In early 2000, I got on the Net as it existed back then and started researching my faith on both sides of the fence. I was absolutely stunned to find that the religious skeptics had far better answers than I had encountered from Christian apologists and I was also very surprised to see how easily they ripped my once cherished beliefs to shreds, not through ridicule but with facts. I started reading the skeptical side at www.infidels.org and went from there.

After I got over the shock of having my Christian worldview ripped out from under me, I became very very ANGRY! The fact that I was also very mentally ill at the time with not well controlled bipolar disorder didn’t help matters any.
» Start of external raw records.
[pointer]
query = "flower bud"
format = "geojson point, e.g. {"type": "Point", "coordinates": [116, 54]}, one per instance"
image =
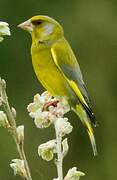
{"type": "Point", "coordinates": [73, 174]}
{"type": "Point", "coordinates": [65, 147]}
{"type": "Point", "coordinates": [4, 30]}
{"type": "Point", "coordinates": [20, 133]}
{"type": "Point", "coordinates": [47, 150]}
{"type": "Point", "coordinates": [63, 126]}
{"type": "Point", "coordinates": [3, 120]}
{"type": "Point", "coordinates": [19, 168]}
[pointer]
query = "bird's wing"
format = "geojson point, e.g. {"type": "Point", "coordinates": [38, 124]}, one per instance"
{"type": "Point", "coordinates": [66, 62]}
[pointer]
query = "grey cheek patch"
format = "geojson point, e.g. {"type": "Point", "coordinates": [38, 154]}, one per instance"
{"type": "Point", "coordinates": [48, 29]}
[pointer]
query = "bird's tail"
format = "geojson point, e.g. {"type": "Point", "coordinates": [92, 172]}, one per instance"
{"type": "Point", "coordinates": [80, 111]}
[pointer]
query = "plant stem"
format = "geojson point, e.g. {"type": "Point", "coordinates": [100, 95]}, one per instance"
{"type": "Point", "coordinates": [13, 127]}
{"type": "Point", "coordinates": [59, 162]}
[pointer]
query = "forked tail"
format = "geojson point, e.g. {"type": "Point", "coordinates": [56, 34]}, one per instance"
{"type": "Point", "coordinates": [80, 111]}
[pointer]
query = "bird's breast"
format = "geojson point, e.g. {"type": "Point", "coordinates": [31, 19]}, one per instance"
{"type": "Point", "coordinates": [47, 72]}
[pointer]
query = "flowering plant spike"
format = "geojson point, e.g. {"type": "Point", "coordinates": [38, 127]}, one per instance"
{"type": "Point", "coordinates": [47, 110]}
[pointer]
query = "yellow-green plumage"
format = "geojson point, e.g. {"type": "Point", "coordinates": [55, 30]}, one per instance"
{"type": "Point", "coordinates": [57, 69]}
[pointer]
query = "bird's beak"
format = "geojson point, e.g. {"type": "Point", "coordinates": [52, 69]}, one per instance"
{"type": "Point", "coordinates": [27, 25]}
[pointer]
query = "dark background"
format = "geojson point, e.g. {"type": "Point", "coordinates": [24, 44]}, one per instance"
{"type": "Point", "coordinates": [91, 28]}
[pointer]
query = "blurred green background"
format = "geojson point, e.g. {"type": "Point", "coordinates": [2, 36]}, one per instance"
{"type": "Point", "coordinates": [91, 28]}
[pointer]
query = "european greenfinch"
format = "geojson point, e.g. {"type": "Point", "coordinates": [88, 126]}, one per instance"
{"type": "Point", "coordinates": [57, 68]}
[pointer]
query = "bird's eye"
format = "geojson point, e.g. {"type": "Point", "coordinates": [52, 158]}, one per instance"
{"type": "Point", "coordinates": [36, 22]}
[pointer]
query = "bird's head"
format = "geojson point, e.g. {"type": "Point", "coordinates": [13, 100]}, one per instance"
{"type": "Point", "coordinates": [42, 28]}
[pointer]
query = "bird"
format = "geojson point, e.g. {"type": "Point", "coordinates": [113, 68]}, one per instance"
{"type": "Point", "coordinates": [58, 70]}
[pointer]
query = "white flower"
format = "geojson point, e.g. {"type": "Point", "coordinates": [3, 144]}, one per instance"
{"type": "Point", "coordinates": [18, 166]}
{"type": "Point", "coordinates": [3, 120]}
{"type": "Point", "coordinates": [4, 30]}
{"type": "Point", "coordinates": [63, 126]}
{"type": "Point", "coordinates": [47, 150]}
{"type": "Point", "coordinates": [73, 174]}
{"type": "Point", "coordinates": [45, 109]}
{"type": "Point", "coordinates": [20, 133]}
{"type": "Point", "coordinates": [65, 147]}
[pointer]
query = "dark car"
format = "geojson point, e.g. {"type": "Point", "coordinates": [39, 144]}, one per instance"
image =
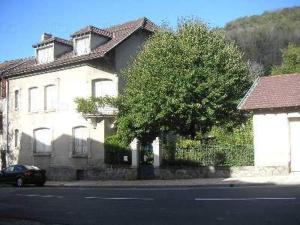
{"type": "Point", "coordinates": [23, 174]}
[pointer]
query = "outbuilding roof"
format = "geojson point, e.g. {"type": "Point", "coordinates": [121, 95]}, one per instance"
{"type": "Point", "coordinates": [118, 34]}
{"type": "Point", "coordinates": [272, 92]}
I felt foolish, used, and betrayed when I realized I had been intentionally lied to for 15 years and I had bought into it hook, line, and sinker.

What followed next was a swing to the other side of the religious spectrum and several years of outspoken atheism. I maintained a strongly anti-Christian website that had a few different incarnations and I regularly ridiculed the beliefs that I had once held sacred. It was not a happy time in my life, but it was a necessary part for me of processing an excruciatingly painful experience.

I have experimented with several different belief systems over the years since I left the Christian faith. Atheism still makes the most rational sense to me, but right now I would say I am agnostic. I DON’T KNOW if a god of any kind exists, but I strongly doubt it. There’s just no good evidence that he/she/it does. And the fact that God never thinks, says, or does anything at all except in the minds of believers speaks volumes to me.

I have found spiritual beliefs that have some meaning to me. I happen to really appreciate the wisdom that comes out of Hinduism and Buddhism. I can find good in all religions, but I don’t for a moment believe that any of them have a divine origin.

I am not at a place right now where I feel comfortable embracing belief. I sacrificed my brain at the altar of religion once when I was young and got hurt badly, and I will not ever make that mistake again.